COMBAT-TB: Computational Bacterial Analytical ToolKit for Tuberculosis


Functional genomics is a branch of genomics that determines the biological functions of
genes using large volumes of data obtained through high-throughput techniques categorized
under the umbrella of transcriptomics, proteomics and genomics. Collectively the analyses
underpinned by these ‘omics approaches converge on a systems biology rationale to
understand the functions of an organism or in the case of a disease, the mechanisms
underlying a disease within an organism. The successful exploitation of this diverse biological
data relies on the interactions of researchers in mathematical, computational, statistical and
biomedical sciences.

The use of ‘omics technologies is increasing in South Africa. For example, in the context of
tuberculosis research, South African researchers have sequenced hundreds of mycobacterial
genomes. Yet, the South African competitive edge can only be realized with the development
of computational algorithms to rapidly synthesize this rich genetic resource and be accessible
as a user-friendly interface for a biomedical researcher. The overwhelming response among
South African biomedical researchers during the past two years for next generation
sequencing analysis training and support, underscores the need for computational skills or
resource intervention.
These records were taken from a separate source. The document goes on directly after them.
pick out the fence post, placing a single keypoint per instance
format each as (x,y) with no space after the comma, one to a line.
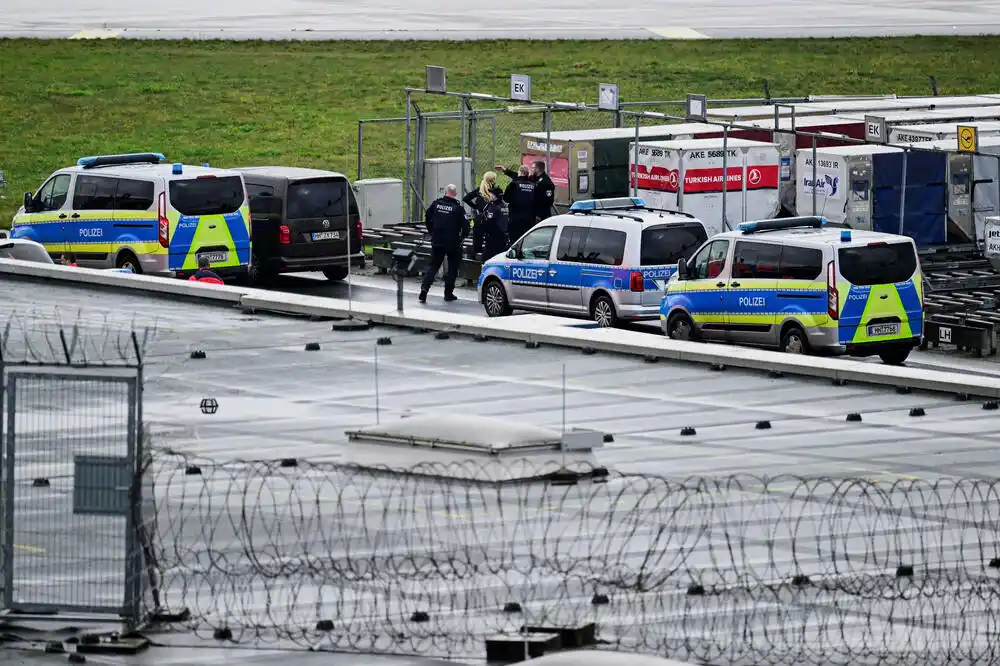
(409,174)
(635,159)
(548,141)
(361,144)
(463,103)
(725,175)
(814,173)
(902,194)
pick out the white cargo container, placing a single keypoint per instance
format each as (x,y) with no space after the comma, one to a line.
(939,131)
(688,176)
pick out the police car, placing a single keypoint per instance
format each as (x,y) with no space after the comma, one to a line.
(134,212)
(608,259)
(802,286)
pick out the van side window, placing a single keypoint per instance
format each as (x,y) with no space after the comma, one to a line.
(605,247)
(94,193)
(710,261)
(134,194)
(53,194)
(756,260)
(570,244)
(538,243)
(800,263)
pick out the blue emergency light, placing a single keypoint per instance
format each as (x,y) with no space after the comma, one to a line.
(128,158)
(618,203)
(810,222)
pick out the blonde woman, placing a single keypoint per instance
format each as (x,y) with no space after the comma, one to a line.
(489,231)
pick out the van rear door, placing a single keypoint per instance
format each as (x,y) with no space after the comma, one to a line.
(661,247)
(211,222)
(320,214)
(882,300)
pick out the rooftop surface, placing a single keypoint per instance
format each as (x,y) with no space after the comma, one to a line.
(268,551)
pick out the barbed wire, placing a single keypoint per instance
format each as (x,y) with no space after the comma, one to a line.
(782,570)
(61,337)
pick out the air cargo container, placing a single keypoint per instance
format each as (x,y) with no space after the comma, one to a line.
(862,186)
(688,176)
(872,106)
(973,184)
(938,131)
(593,164)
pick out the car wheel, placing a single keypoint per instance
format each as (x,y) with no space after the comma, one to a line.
(495,300)
(258,274)
(602,310)
(680,327)
(336,273)
(895,356)
(128,260)
(794,341)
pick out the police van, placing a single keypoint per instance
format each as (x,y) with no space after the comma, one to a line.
(802,286)
(135,212)
(607,259)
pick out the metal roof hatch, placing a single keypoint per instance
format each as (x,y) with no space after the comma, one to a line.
(474,448)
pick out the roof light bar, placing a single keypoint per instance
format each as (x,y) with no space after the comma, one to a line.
(112,160)
(617,203)
(809,222)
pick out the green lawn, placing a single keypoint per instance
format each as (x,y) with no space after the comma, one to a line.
(298,103)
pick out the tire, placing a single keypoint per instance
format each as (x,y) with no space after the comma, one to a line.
(680,327)
(896,356)
(602,310)
(128,260)
(336,273)
(257,274)
(794,341)
(495,300)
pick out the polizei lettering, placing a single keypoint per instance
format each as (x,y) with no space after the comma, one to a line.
(527,273)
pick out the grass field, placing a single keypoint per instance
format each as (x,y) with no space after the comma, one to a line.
(298,103)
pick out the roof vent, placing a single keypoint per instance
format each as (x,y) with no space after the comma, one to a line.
(473,448)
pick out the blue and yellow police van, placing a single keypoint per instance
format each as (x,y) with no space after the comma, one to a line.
(137,212)
(803,286)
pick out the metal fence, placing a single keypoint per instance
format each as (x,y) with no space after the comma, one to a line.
(71,424)
(732,570)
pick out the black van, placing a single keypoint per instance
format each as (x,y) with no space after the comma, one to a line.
(302,220)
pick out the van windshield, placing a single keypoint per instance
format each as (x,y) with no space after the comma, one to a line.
(879,263)
(207,196)
(669,243)
(317,198)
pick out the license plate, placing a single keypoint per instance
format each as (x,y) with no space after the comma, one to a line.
(215,257)
(878,330)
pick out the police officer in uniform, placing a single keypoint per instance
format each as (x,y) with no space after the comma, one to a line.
(545,189)
(448,226)
(520,197)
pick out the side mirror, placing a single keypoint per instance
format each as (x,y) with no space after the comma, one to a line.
(682,270)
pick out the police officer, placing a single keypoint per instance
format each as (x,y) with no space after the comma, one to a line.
(490,230)
(205,273)
(520,197)
(448,226)
(545,189)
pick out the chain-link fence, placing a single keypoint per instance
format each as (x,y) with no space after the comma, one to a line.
(71,424)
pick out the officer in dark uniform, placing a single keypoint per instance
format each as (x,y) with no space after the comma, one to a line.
(448,226)
(545,192)
(520,198)
(545,189)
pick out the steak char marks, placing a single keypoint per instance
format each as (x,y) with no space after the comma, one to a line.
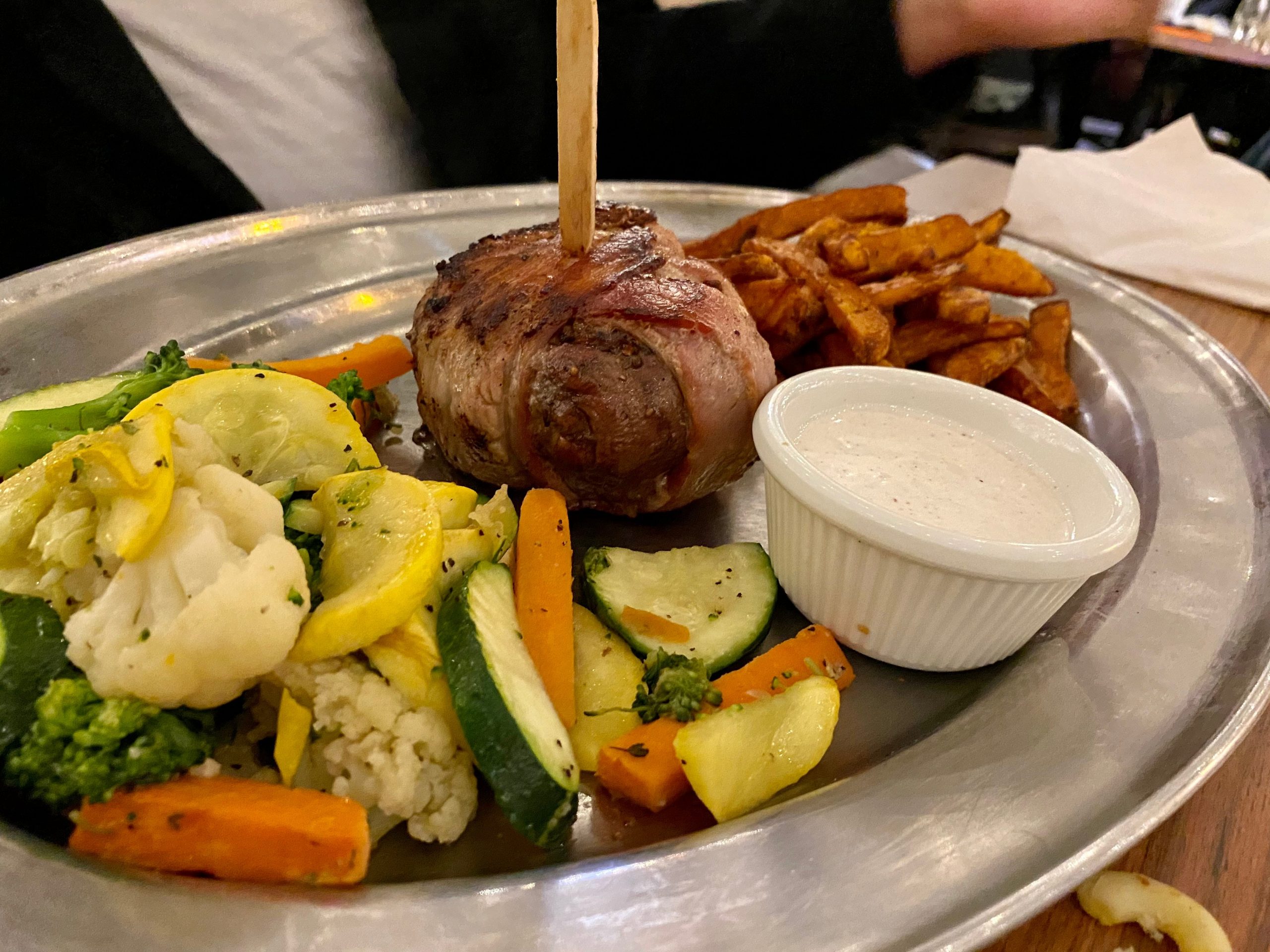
(625,377)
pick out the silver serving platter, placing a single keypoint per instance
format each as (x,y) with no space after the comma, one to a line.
(951,808)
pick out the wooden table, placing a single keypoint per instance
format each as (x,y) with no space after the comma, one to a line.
(1192,42)
(1217,847)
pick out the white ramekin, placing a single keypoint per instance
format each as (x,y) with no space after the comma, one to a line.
(907,593)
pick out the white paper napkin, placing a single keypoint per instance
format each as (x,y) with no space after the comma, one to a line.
(1165,209)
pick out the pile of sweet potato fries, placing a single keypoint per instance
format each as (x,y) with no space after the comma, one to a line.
(863,286)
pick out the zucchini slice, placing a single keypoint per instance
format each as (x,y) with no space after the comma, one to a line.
(708,603)
(62,395)
(32,654)
(513,731)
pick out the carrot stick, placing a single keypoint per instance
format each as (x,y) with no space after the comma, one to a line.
(377,363)
(642,765)
(544,593)
(232,829)
(785,664)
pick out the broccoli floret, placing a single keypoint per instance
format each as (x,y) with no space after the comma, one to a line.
(83,746)
(28,434)
(674,686)
(348,388)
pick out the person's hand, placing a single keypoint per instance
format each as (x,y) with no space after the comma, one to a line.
(934,32)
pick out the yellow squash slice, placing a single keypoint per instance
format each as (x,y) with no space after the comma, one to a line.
(381,554)
(270,425)
(742,756)
(293,740)
(128,472)
(124,473)
(454,502)
(411,660)
(606,676)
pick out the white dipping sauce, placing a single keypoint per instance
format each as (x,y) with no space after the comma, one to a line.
(937,473)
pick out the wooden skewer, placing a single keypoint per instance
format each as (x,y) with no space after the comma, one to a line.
(577,74)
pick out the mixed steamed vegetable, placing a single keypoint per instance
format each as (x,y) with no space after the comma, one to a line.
(232,643)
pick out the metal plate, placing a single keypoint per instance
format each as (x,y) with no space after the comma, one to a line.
(949,809)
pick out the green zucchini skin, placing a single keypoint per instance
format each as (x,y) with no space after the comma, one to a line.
(32,654)
(60,395)
(540,805)
(719,644)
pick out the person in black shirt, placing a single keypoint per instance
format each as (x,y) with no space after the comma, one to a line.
(759,92)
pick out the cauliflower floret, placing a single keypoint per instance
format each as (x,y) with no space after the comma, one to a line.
(216,603)
(381,753)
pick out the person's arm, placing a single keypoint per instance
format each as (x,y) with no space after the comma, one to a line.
(935,32)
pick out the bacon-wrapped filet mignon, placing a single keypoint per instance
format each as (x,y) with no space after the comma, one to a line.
(625,377)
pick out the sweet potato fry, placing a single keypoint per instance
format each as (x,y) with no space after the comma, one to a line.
(1049,328)
(894,250)
(912,285)
(990,228)
(888,202)
(851,310)
(1021,384)
(952,304)
(916,341)
(789,320)
(762,298)
(980,363)
(743,268)
(829,226)
(836,350)
(991,268)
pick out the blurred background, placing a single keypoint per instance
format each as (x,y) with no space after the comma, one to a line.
(127,117)
(1206,58)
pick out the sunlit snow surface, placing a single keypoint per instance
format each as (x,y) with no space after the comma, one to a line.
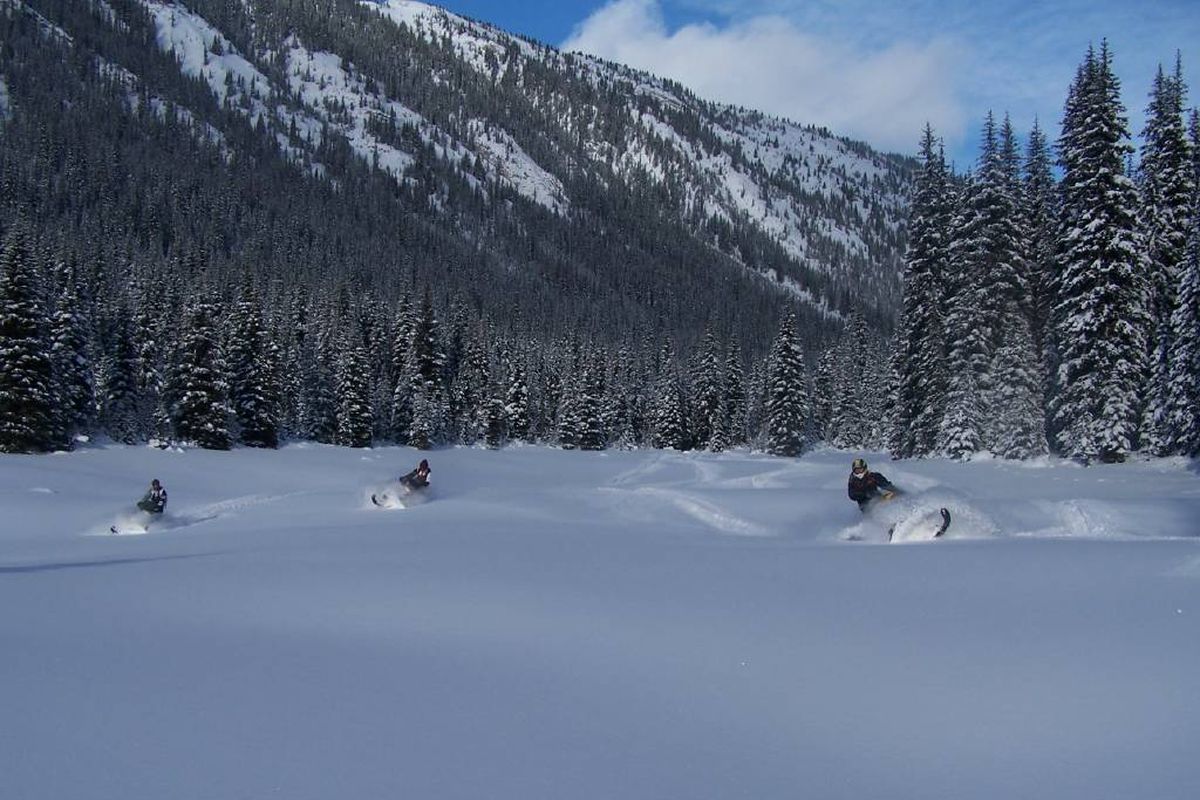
(593,626)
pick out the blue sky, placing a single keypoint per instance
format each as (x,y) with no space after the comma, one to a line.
(874,70)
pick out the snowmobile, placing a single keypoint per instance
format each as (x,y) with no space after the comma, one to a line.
(909,522)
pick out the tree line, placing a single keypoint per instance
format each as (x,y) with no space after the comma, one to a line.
(1057,311)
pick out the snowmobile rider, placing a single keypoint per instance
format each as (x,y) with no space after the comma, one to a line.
(419,477)
(155,499)
(865,485)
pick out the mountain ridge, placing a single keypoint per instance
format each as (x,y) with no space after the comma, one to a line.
(489,132)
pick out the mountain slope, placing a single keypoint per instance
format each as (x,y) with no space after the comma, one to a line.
(545,187)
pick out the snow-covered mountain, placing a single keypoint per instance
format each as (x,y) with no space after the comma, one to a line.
(493,137)
(636,625)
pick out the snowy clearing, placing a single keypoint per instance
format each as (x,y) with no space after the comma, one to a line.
(594,625)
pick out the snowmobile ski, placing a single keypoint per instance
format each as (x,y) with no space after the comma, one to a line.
(946,522)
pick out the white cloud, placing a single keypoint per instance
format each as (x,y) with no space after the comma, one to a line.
(883,96)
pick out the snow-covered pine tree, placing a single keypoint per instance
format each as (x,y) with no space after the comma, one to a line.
(567,415)
(588,403)
(468,392)
(1099,314)
(921,364)
(1183,408)
(823,392)
(427,355)
(789,404)
(735,396)
(669,423)
(28,408)
(118,385)
(495,427)
(70,334)
(852,405)
(1039,212)
(1167,190)
(198,389)
(354,420)
(318,407)
(516,400)
(253,386)
(708,390)
(969,355)
(421,428)
(1019,426)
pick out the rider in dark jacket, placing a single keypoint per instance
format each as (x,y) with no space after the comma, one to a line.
(419,477)
(865,485)
(155,499)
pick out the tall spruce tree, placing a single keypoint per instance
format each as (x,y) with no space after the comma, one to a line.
(921,364)
(198,390)
(1167,190)
(253,386)
(28,421)
(1099,314)
(960,432)
(118,386)
(789,404)
(70,334)
(1183,407)
(1039,211)
(669,422)
(354,421)
(708,391)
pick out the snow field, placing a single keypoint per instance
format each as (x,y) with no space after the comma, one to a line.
(593,625)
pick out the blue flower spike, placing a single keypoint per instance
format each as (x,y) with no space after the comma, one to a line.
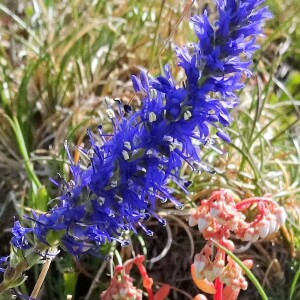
(130,170)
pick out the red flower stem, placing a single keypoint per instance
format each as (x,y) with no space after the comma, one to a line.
(218,283)
(147,281)
(249,201)
(219,289)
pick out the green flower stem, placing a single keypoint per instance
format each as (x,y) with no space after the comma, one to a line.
(41,278)
(19,263)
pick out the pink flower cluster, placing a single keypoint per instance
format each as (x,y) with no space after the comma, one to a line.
(122,288)
(219,218)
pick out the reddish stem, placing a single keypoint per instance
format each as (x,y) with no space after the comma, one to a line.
(219,289)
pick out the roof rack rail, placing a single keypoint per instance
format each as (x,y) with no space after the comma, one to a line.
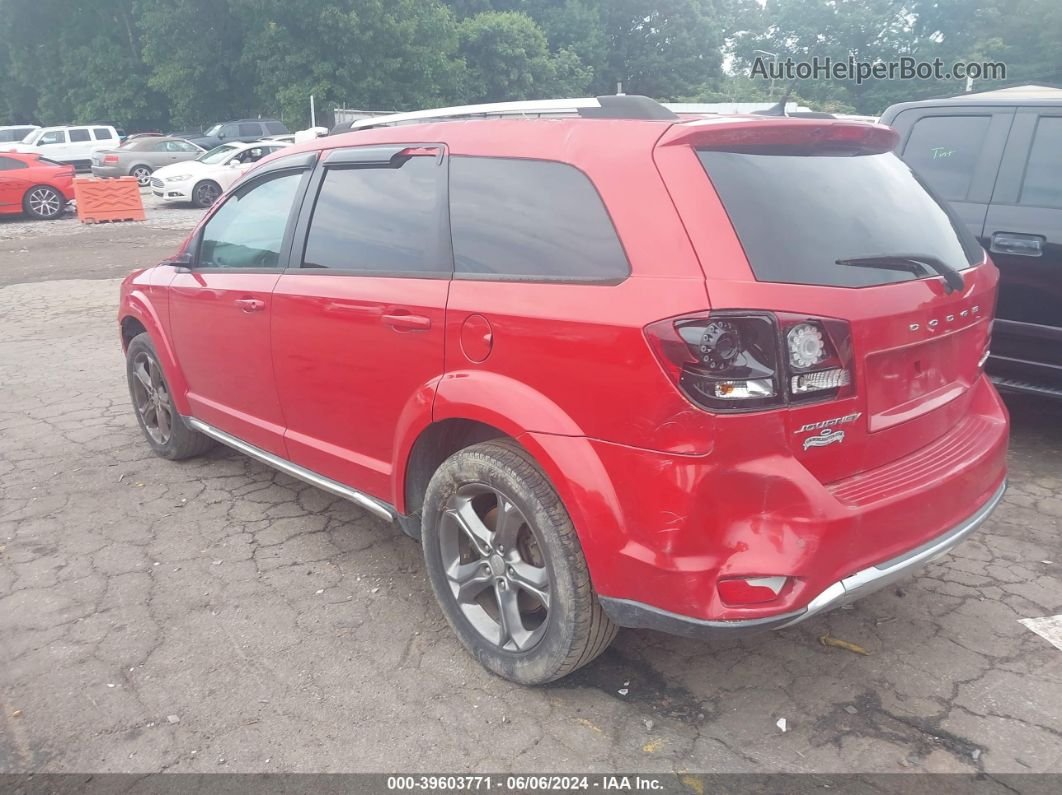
(621,106)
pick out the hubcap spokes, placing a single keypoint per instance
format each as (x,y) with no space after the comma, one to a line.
(152,398)
(45,202)
(495,567)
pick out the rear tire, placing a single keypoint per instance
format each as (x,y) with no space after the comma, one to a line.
(165,430)
(44,203)
(506,565)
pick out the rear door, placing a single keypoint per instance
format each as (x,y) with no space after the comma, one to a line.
(957,152)
(221,307)
(802,207)
(358,321)
(13,184)
(1024,235)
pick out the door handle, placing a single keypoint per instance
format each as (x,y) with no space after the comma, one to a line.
(251,305)
(407,322)
(1018,245)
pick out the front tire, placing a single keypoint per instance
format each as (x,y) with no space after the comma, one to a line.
(142,174)
(506,565)
(165,430)
(44,203)
(205,193)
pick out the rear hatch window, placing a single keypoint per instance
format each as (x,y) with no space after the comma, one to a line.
(803,215)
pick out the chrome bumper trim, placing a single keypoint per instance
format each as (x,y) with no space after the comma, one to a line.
(862,583)
(363,500)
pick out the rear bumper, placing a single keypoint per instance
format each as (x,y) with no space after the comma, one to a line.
(862,583)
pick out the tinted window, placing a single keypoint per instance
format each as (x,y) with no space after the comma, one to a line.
(15,135)
(530,219)
(797,214)
(1043,174)
(55,136)
(943,150)
(247,229)
(378,220)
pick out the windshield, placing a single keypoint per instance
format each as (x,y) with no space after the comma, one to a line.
(218,153)
(798,214)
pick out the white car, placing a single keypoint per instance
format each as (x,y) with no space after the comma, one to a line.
(71,144)
(205,178)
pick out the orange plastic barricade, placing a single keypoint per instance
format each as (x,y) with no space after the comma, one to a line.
(100,201)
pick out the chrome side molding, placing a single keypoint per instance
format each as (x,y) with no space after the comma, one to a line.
(361,500)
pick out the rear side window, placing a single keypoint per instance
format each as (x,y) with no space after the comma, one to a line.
(944,150)
(797,214)
(378,220)
(1042,186)
(534,220)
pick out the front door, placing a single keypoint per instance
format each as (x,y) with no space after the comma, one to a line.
(221,308)
(1024,235)
(358,327)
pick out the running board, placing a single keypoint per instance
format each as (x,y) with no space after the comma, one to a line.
(362,500)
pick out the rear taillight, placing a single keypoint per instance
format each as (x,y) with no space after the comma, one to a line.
(748,361)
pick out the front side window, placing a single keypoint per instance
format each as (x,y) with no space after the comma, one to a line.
(531,220)
(944,150)
(1042,186)
(378,220)
(218,154)
(247,229)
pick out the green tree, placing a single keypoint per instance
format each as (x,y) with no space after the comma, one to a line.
(508,57)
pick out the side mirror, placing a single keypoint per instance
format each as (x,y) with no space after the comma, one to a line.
(183,262)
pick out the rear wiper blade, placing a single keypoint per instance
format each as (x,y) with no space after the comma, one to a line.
(913,262)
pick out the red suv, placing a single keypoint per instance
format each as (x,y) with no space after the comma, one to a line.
(614,369)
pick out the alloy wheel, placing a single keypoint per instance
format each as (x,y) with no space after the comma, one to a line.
(206,194)
(152,398)
(495,567)
(45,203)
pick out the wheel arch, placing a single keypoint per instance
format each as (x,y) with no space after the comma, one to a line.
(139,315)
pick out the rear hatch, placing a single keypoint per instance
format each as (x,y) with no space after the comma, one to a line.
(876,299)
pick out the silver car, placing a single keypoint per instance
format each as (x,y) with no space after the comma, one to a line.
(140,156)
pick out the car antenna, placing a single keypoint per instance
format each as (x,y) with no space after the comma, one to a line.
(778,109)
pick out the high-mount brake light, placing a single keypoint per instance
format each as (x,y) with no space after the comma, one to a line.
(749,361)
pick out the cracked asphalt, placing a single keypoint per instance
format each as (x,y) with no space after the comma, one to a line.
(216,616)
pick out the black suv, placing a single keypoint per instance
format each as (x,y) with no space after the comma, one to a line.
(241,130)
(997,158)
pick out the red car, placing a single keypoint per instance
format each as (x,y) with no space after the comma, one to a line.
(618,369)
(30,184)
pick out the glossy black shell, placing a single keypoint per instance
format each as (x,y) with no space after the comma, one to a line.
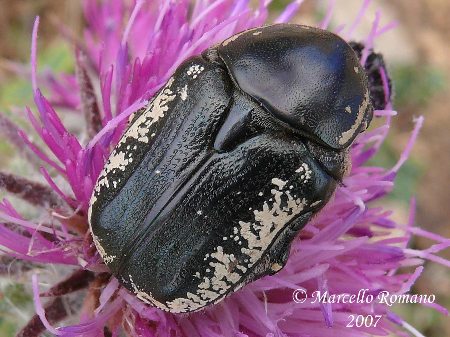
(212,181)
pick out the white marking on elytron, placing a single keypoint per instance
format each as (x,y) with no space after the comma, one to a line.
(346,135)
(259,234)
(306,172)
(194,71)
(107,258)
(183,93)
(145,297)
(234,37)
(276,267)
(139,131)
(278,182)
(315,203)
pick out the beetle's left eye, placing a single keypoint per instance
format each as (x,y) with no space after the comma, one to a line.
(211,182)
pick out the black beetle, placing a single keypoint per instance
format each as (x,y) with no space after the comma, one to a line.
(212,181)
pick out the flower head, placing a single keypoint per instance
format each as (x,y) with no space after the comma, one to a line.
(128,52)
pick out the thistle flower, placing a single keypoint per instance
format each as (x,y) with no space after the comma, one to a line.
(128,52)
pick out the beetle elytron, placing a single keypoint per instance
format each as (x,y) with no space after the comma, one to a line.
(214,178)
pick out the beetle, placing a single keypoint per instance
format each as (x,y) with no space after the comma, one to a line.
(211,182)
(377,75)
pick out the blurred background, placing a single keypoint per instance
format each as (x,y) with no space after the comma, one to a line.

Unfortunately, there is not a critical mass of researchers able to use
bioinformatics software in the absence of a graphical user interface or internet browser. There
remains a need to train biologists with similar skills to meet the demands of a post-genomic
era in South Africa and on the African continent in a resource-limited setting. Our ability to
rapidly analyze the unique datasets in South Africa will shape our technology innovation
strategy. The dilemma of a lack of human capital resources to carry out large-scale
computational biomedical analyses has been echoed in the recently established human,
heredity and health ( genetics programme, funded through the National
Institutes of Health where researchers on the African continent recognize the dichotomy of
making Africa’s unique genetic resources available to the international community and at the
same time have the opportunity to answer specific research questions governing our local

COMBAT-TB sets out to address two needs that face researchers around the world but
specifically impacts research development on the African continent, namely; (i) access to
computational tools for rapid deployment in a resource-limiting laboratory; and (ii) access to
an integrated environment that will allow researchers to interrogate their in-house data as well
as interpret their data in the context of data available in public repositories. These two needs
might appear to be disconnected but in reality feed off each other. For example, data
repositories or archives provide a space for researchers to store their data in a predefined
format. Yet other resources attempt to connect these independent resources in an apparent
integrated platform to glean insights from overlapping data. At the same time the upstream
steps or protocols that generate all the data that feed these repositories, are not developed in
a way that provides a communication layer to the data repositories. Conversely, the data
repositories do not necessarily model their storage design based on the range of data types
that are being generated using high-throughput technologies.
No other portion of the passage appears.